Torch Your Abs In Just 10 Minutes With This AMRAP Abs Workout You Can Do At Home

Say goodbye to workouts with endless crunches and little to show for it: It’s time to test your strength and endurance with a dynamic AMRAP abs workout that lets you track your improvement over time.
“This rep-based workout will help you focus on increasing your intensity to push your limits and build your strength,” says Ben Lauder-Dykes, CPT, Fhitting Room instructor and the host of our June Movement of the Month Club, a monthlong challenge designed to build core strength.
“Improving overall strength will make each daily task a lower percentage effort, so you’ll be able to maintain the same effort for a longer period.”

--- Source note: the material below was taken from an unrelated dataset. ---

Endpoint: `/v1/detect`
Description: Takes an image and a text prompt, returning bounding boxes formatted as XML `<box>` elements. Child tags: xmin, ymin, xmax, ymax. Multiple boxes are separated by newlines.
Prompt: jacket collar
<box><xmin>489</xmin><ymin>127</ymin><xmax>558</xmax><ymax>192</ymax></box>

But it’s not all work and no play: “This is a great workout to use to assess your strength progress and a fun way to challenge yourself to see if you can beat your previous score!”
Join the movement
If you’re following along with our Movement of the Month Club, these are the moves for week 3. You’ll do one ab exercise each day, Monday through Saturday. Then on Sunday, you’ll do the full 10-minute workout.
For the full workout, complete 10 reps of each exercise for 10 minutes, doing As Many Rounds As Possible (AMRAP).
Here’s your 10-minute AMRAP abs workout

1. Bicycle crunch
Bicycle crunches are one of the absolute best ab exercises for targeting your obliques and rectus abdominis, while also giving your cardiovascular fitness a boost, helping to build a stronger, more defined core.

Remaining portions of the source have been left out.